What: Shares of United Parcel Service (NYSE:UPS) dropped more than 10% in early trading today, after the company announced that it expects its fourth-quarter earnings to come in significantly below estimates. Fourth-quarter adjusted diluted EPS is now expected to be $1.25 compared to analyst forecasts of $1.47.
For the second year in a row, UPS failed to execute well during the holiday season. As with last year, the problem was with sufficiently predicting and managing e-commerce demand. However, last year, UPS had insufficient capacity to meet peak demand. This year, it had too much.
According to CEO David Abney in today's press release: "UPS invested heavily to ensure we would provide excellent service during peak when deliveries more than double. Though customers enjoyed high-quality service, it came at a cost to UPS. Going forward, we will reduce operating costs and implement new pricing strategies during peak season."
So what: Essentially, the company invested heavily in building out extra capacity to meet peak demand, only to find that demand was less than expected on certain days. The result was a decline in productivity that hurt its profitability in the quarter.
The issue demonstrates the increasing complexity of predicting demand spikes due to the expansion of e-commerce. For example, last year, consumers and retailers were left disappointed as UPS' operations were hit by severe winter weather and unexpected surges in peak demand from e-commerce. This year, UPS overinvested and shareholders are now paying the price.
Unfortunately, the bad news doesn't stop there. Management also estimated that currency headwinds and increased pension expenses would lead to 2015 diluted EPS coming in at "slightly less" than its target of 9%-13%.
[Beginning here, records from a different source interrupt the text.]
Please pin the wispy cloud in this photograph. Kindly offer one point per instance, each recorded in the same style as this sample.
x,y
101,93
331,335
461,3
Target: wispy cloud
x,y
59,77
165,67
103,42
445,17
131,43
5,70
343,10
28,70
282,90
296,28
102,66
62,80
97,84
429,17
Now what: UPS management is going to have to do a good job convincing investors that it has a handle on how to deal with peak demand in the holiday season. Moreover, investors will ask if the latest disappointment is evidence that UPS is facing increasingly severe challenges in managing e-commerce demand spikes. Particularly, as it's building out network capacity just to deal with a few days' peak demand. UPS' management has a lot of explaining to do in the next few weeks.